The Seemingly Local Detail: On Derek Mahon
Poetry London was deeply saddened to learn of Derek Mahon’s death last week, and we join with the rest of the poetry community in mourning his loss and paying tribute to his talent. He was a true great, one whose work will stand the test of time. Perhaps in Mahon’s case that last phrase takes on more than its usual clichéd resonance, for in its stringent but generous way his poetry does exactly that – tests the limits of time and history, probing at gaps and silences in the record, winnowing out the spaces ‘where a thought might grow’. Those words are from ‘A Disused Shed in Co. Wexford’, his most famous work and an enduring masterpiece of political witness in verse. Its combination of allegory, myth, descriptive realism, and transhistorical – and trans-species – sympathy still feels utterly unusual and compelling.

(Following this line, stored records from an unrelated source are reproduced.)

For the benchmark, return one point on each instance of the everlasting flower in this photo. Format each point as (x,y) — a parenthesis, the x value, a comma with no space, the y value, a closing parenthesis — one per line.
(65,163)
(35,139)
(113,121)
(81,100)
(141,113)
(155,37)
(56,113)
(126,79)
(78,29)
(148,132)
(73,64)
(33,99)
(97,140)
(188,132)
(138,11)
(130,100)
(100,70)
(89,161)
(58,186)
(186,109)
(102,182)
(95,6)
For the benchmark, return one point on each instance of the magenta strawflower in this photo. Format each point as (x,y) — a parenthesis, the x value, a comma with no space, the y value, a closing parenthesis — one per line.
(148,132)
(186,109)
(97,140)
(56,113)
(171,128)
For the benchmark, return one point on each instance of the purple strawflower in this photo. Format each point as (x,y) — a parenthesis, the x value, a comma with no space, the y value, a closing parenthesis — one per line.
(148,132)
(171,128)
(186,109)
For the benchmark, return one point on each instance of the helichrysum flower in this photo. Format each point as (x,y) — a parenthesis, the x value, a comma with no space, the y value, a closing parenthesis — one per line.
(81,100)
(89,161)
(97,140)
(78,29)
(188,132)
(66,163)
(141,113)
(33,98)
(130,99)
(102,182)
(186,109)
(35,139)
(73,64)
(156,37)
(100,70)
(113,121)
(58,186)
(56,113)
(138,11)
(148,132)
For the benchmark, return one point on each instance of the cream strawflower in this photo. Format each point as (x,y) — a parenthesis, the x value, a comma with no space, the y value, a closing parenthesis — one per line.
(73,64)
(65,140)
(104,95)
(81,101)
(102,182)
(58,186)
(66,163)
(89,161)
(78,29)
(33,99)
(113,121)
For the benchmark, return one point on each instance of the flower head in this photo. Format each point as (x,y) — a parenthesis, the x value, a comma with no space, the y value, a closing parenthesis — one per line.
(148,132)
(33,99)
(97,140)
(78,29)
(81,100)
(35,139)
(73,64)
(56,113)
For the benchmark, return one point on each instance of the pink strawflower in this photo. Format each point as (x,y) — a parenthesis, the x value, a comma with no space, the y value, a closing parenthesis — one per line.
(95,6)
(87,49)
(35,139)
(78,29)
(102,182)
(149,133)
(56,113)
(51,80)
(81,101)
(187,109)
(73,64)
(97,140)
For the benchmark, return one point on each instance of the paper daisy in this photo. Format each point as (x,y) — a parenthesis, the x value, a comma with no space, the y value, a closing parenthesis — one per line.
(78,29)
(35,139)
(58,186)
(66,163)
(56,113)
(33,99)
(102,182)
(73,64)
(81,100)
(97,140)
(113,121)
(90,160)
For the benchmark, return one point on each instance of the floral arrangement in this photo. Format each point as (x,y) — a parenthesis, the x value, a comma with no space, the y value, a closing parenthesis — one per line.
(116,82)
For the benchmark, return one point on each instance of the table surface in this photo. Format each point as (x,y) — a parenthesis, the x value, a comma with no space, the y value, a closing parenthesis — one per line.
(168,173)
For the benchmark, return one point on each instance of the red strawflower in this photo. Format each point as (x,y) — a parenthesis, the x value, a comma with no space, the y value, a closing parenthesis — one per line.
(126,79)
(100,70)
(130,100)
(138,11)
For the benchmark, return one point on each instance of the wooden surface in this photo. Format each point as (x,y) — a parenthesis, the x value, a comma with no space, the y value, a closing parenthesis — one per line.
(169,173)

Writing in our own pages in Autumn 2006, Marilyn Hacker captures Mahon’s deep interest in history and ‘placement’:
It is not the fact that the verse, when one examines it, is crafted with every metrical expansion or rhyme furthering its project, which is remarkable, but that the poet does in these poems what novelists like Flaubert (and early Joyce) do: creates a character, his situation and history, his placement in the events of his time, with an accretion of seemingly local and domestic detail.
This reference to the ‘seemingly local and domestic detail’ put me in mind of ‘Courtyards in Delft’, the title poem of Mahon’s wonderful 1981 collection. An ekphrastic after a 1651 painting by Pieter de Hooch, the poem sings the praises of a particular attitude, or quality of attention, that is present in the best Dutch art of this era. The paintings seem to represent humdrum, transient moments in the daily record – milk being poured from a jug, a woman and her daughter emerging from a side-door – that feel too specific or bounded by place and custom to matter much, until a stray beam of sunlight catches an object in just such a way that, suddenly, it belongs to quite another moment, far away in space and time. The generic becomes deeply personal.
Yet this is life too, and the cracked Out-house door a verifiable fact As vividly mnemonic as the sunlit Railings that front the houses opposite. I lived there as a boy and know the coal Glittering in its shed, late-afternoon Lambency informing the deal table, The ceiling cradled in a radiant spoon.
These are the ‘radiant’ perspectives that Mahon’s poetry opens up, and they will continue to ramify and complicate one another for many years to come.